Ever since you turned fifteen, you did everything in your power not to turn into your mother. After leaving home to go to college you experimented with laundry detergents other than the Tide your mom always used. When you moved into your first apartment, you stacked all your books into whimsical piles around the living room instead of alphabetizing them like your mom always wanted you to do when you were a kid. You hoped the kitchen floor would miraculously self-clean. And then one day you wake up, realize you're an adult, and that it's time to start mopping your own floor. You buy bookshelves and feel a sense of relief as you line your books into neat rows. After many brief yet exciting flings with other laundry detergents (with sometimes disastrous results), you find yourself reaching for the carton of Tide, just like your mom.
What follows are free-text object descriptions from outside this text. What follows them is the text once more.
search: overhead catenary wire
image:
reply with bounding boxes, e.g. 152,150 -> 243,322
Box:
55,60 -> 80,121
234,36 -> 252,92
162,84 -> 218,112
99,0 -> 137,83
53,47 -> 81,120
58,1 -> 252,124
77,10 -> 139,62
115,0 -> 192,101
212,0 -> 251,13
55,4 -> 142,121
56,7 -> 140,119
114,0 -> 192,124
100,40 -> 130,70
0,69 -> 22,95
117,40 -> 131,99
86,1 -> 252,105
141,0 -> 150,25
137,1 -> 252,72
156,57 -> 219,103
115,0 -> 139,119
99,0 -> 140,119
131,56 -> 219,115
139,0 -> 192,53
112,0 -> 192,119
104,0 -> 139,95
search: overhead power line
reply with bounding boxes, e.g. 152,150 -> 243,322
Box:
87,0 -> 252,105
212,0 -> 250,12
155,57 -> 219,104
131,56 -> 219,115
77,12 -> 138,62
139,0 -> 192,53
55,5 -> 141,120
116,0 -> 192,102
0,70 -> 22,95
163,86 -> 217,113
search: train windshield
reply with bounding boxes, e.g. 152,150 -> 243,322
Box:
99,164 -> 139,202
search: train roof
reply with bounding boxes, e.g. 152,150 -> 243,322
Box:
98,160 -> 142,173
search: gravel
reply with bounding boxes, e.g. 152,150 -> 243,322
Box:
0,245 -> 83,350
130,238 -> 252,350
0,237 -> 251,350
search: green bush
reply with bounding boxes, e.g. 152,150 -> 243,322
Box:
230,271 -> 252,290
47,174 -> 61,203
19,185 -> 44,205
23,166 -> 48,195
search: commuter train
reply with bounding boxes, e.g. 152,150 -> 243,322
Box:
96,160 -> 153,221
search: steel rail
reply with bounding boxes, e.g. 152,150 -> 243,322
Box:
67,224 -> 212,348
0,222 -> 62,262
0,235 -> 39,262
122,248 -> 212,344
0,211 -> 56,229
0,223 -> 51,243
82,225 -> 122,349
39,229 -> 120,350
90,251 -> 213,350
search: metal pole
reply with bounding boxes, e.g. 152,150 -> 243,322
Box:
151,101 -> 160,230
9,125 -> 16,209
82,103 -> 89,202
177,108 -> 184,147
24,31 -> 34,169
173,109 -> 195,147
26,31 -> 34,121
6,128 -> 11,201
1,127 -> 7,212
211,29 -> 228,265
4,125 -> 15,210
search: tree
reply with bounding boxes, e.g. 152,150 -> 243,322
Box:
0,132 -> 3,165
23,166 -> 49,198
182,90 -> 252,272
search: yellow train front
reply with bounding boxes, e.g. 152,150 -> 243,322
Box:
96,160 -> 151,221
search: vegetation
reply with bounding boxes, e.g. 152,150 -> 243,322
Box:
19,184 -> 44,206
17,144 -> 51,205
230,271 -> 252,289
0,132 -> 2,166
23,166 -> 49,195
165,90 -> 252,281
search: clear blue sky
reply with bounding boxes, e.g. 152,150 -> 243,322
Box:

You catch yourself saying things that your mother once said to you. After your roommate hopelessly plugs the toilet up for the third time in less than two weeks, the toilet that you have never had a problem with, you find yourself lecturing her on using more than five squares of the expensive four-ply toilet paper. As your mom's words come out of your mouth you wonder how this happened. Was it when you turned twenty-six that you magically turned into a younger version of your mom? Or was it the stress of living with a roommate who still acted like a child? You tell yourself that it's the latter, that living with a twenty-five year old teenager as a roommate is horrible and you promptly call your mom and apologize profusely for every time you ever used more than five squares, left dirty dishes in the sink, or pretended not to notice the garbage needed to be taken out.
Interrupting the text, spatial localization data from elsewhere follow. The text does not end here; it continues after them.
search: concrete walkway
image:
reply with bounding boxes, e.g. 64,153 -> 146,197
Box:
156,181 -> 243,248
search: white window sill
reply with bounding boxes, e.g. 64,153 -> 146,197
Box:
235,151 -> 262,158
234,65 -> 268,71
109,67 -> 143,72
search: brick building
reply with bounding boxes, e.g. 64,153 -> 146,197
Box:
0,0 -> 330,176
But it's okay. We all turn into the women who brought us into the world, perhaps as payback for causing them so much pain on the day we were born. No matter how hard you try and fight it, you too will unexpectedly catch yourself uttering words that your mother once said to you, wiping down the counters and stove every time you are in the kitchen, and using the same laundry detergent your mom used. Because your mom was right about everything. The boyfriends she was polite to yet hoped you would not marry, how you'll sleep better if the kitchen is clean, and, of course, that Tide is the best laundry detergent out there.